My experience with AA style codependency meetings (Al-anon?)is limited, though I did receive a coin or two. It was a secular AA org, prescribed by a therapist, with separate meetings for abusers of whatever. The curriculum was based on Beattie’s books and workbooks. Attendees came from a variety of victim situations, most from experiencing abuse in childhood, from a bad marriage or relationship, or their own substance abuse. There was much there that was therapeutic for me. I often have said that (for me at least) Relief Society was weekly codependency training, and a regular meeting to unlearn the bad programming made sense. But I always felt a hesitancy that clouded my enthusiasm for those meetings, and I’ve never quite unpacked the why of that.

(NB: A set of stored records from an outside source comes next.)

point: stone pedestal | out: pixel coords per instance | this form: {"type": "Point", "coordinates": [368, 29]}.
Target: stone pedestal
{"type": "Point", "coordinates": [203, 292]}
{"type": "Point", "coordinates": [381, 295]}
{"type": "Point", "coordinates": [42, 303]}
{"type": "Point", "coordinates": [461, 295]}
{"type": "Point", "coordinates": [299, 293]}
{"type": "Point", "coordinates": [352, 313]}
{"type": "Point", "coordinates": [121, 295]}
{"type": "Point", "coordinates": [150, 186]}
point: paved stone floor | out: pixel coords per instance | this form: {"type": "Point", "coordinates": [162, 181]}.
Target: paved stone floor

But I’m still learning, and lately I’ve observed, in some professional quarters, the dismissal of the term ‘codependent’ as victim-blaming. For example, it can be used a a way to make it appear that an abuse victim contributed to their victimization with codependent behaviors, and it eases the guilt of the abuser to focus some guilt on the victim. The very term ‘co-dependent’ historically meant that the partner of the abuser played a part in how their own abuse happened. There are those in therapy professions who reject this entirely. I think they have a point.
lws329, your comment inspired me to speak up, and validate your discomfort with the codependency curriculum, especially one from a church POV written by a lay-person. Of course it’s not going to be honest about critical realities that are too sensitive, like the shoddy treatment of women in general, or the ways men are groomed into compliant service. I’m impressed that you rejected putting yourself through an experience you didn’t need and could cause damage, and I see it as a product of having had sensible mental health training from your parents. That’s the goal of all recovery programs, or should be, and you already have much of that in practice.
I appreciate your OP, Janey, and comments that address the journey towards a healthy mental outlook from a place of — codependency, or whatever label serves. I’m no longer comfortable with those terms to describe a person badly disconnected from themself, but I don’t know what shorthand would make a serviceable substitute. And I’m plenty occupied figuring out who I am to solve that problem.
Wow, it’s almost as if the Church’s approach to addiction and recovery is lacking and ineffective. Who would have thought? Have they made any improvements in the past 12 years or are they still relying on outdated methods?